Com efeito, o aumento da longevidade com mais anos de vida saudável é considerado uma bênção para os indivíduos. Resta saber o que se passa ao nível societal. Efectivamente, o aumento da esperança de vida não é a mesma coisa que o envelhecimento sócio-demográfico. Este último é um quociente medido, convencionalmente, entre o número de pessoas com 65 anos ou mais e o número de pessoas com menos de 15 anos. É o chamado índice de envelhecimento, o qual não tem parado de aumentar em Portugal e que é hoje dos mais altos do mundo (143,9 em 2015), pois reflecte uma esperança de vida razoável (superior àquela que nos caberia em função do PIB per capita, compare-se por exemplo com os Estados Unidos…) combinada com a mais baixa taxa de fecundidade de todos países considerados no estudo (1.24).

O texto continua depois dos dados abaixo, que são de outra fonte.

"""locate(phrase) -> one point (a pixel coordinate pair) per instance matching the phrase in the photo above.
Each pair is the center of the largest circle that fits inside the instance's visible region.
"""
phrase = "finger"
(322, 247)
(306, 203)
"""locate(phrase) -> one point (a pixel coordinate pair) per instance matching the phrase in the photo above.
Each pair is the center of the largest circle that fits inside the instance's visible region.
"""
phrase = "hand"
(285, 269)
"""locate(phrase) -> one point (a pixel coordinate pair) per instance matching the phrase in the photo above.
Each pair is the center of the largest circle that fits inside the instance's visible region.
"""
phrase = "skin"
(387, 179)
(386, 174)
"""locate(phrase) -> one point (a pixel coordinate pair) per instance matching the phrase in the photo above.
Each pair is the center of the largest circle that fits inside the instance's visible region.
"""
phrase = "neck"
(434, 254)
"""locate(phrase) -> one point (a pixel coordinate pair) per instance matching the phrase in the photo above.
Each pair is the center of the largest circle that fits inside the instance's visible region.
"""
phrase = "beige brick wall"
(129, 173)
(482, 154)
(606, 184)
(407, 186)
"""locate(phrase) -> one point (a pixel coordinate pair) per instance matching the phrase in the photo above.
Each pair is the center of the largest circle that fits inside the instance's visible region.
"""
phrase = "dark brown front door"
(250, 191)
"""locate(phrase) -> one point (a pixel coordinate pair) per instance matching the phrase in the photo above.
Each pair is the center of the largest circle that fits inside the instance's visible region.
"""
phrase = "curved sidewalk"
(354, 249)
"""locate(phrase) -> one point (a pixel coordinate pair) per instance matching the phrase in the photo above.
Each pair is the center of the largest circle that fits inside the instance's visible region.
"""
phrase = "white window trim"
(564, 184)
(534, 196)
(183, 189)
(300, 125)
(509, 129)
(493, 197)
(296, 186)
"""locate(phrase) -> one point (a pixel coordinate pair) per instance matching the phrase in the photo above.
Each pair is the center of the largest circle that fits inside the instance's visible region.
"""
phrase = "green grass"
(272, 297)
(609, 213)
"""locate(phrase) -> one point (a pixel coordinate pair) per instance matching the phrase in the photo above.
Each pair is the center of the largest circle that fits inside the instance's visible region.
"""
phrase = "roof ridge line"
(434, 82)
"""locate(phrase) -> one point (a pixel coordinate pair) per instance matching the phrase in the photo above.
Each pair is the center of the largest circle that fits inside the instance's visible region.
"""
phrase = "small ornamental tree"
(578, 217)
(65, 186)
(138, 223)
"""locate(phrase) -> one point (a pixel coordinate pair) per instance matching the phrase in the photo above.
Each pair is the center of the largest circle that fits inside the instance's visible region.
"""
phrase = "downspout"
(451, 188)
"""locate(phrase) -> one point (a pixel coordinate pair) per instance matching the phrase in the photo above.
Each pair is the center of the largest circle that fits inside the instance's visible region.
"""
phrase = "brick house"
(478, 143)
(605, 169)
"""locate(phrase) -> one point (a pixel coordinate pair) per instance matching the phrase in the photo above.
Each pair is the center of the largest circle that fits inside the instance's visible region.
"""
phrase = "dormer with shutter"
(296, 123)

A sub-reprodução natural da população portuguesa recua ao Censo de 1981 (depois da emigração dos anos de 1960 e ’70 e apesar da vinda dos antigos colonos após o 25 de Abril) e só não foi mais grave graças à imigração até à crise de 2007, depois da qual se entrou na presente situação de perda populacional sistemática. No mais completo estudo retrospectivo e prospectivo realizado em Portugal por uma equipa de demógrafos coordenada pelo falecido Professor Mário Leston Bandeira, a estimativa central para a população residente em Portugal, incluindo a eventual imigração após 2030, era cerca de 9,4 milhões em 2030 e 7,5 em 2061…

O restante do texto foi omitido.